Dave over at Blazers Edge sees something wrong with the Trail Blazers, too.
Yesterday, we talked a lot about style of play, etc., and Dave concentrates more on team chemistry issues — can Player A fit with Player B and is this team properly balanced? And he makes great points in that regard.
I would make the case, too, that the coaching staff has not shown a great degree of flexibility in making use of and/or blending unique talents. I would also say what this team does has largely been the same at both ends of the floor throughout Nate McMillan’s tenure here. I believe systems should change based on talent on hand.
Over and over when I write about issues like this, people make several points: the most frequently mentioned one is that the team has won 50 games consistently so what’s the problem? As if that justifies whatever is done through the season. But it doesn’t — even last season when all the injuries came. You measure performance based on a curve, not a yardstick. You measure it based on expectation of performance based on your talent.
Thing is, even after the injuries last season, Portland had enough remaining talent that it didn’t significantly overachieve. This is a point a lot of the national pundits miss when taking a cursory look at the Blazers’ play last year. I went back and took a look at odds and point spreads game-by-game last season and Portland was favored to win 48 games and won 50… so there was just a plus-two edge in what they were expected to win even after the injuries. That’s not exactly a tremendous example of overachieving.
And people always interpret my rantings about style of play and coaching as demanding the coach be fired. Trust me, when I want to say that, I’ll say it. I’ve said it before many times about coaches. But in this case, because of McMillan’s touch with players, his great character and the fact that he’s seemingly so entrenched with the owner, I’ve not said it. I’ve continued to believe that with time, with additional help from assistants, we would see change. I still hold out that hope.
McMillan is a good man. He works his tail off and he’s not a BAD coach. We’ve seen bad coaches up close. Maurice Cheeks was overmatched from the day he arrived and I said it from almost Day One. He should have been fired after his first season and I wrote that. I continue to hold out hope that McMillan will be able to institute the appropriate changes in the way this team plays at both ends of the court.
But my point remains, what this team is doing now on offense and defense will not prove effective enough to mean significant improvement in this team’s playoff progression.
I also think there is a challenge ahead for this new front office. It’s never been more apparent than it is this exhibition season that change is needed on this roster. The point guard still does not fit. Andre Miller is talented, but he doesn’t fit. He’s the square peg trying to jam into a round hole. I believe the team has convinced itself that he just doesn’t work with Brandon Roy. Certainly, there’s a chance Brandon Roy has convinced himself of this. Plus, Miller is not young enough to be a part of this team’s long-term future.

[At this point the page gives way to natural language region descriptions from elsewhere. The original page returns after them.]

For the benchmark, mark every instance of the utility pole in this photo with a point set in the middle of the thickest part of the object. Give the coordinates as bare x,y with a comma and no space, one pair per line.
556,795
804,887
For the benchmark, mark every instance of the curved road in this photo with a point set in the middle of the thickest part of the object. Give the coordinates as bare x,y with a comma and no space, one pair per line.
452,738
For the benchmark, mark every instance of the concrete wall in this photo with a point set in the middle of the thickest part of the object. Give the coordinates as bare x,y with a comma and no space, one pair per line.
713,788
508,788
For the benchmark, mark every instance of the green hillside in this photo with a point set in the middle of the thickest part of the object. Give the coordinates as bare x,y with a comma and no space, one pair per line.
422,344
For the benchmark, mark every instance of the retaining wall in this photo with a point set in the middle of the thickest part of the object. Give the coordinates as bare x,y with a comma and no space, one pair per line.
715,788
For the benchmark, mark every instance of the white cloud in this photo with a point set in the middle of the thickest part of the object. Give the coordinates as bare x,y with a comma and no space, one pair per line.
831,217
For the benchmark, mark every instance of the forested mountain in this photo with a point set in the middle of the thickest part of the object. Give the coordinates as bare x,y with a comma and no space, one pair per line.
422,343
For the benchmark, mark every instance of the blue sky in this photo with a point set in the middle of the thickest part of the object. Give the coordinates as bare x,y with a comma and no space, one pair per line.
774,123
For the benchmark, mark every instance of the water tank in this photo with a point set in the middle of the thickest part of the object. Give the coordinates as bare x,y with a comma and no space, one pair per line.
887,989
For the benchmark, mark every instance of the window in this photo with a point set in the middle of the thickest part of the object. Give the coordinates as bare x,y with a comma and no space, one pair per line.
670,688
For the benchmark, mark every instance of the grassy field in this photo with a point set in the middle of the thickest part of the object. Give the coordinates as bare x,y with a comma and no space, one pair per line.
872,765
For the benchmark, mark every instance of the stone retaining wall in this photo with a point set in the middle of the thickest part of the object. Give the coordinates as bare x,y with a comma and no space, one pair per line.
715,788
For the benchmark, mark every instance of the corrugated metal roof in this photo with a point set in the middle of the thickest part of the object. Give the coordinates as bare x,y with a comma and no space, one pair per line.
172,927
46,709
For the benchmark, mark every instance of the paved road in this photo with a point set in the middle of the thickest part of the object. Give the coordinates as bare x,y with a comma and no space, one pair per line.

Portland has been trying for quite a while now to find the right point guard and I think patience is wearing thin on the part of fans, media and perhaps even the coaching staff and players themselves. When Rich Cho arrived for this job, on his very first day he admitted that the Blazers were still one or two trades away from where they need to be.
Well, when will those trades happen? Man, anticipation without a payoff, quite frankly, is a bitch.
We’re still waiting, though. And not just on a deal. Man, we’re waiting for Greg Oden, too. He’s a giant question mark hovering over this franchise, a major difference-maker right here within our grasp but unavailable. Fans, media — and I think even players — are waiting. For the change that either Oden or a major trade would bring.
And when change is anticipated and doesn’t happen, a major letdown usually occurs. I believe we may already be into that letdown.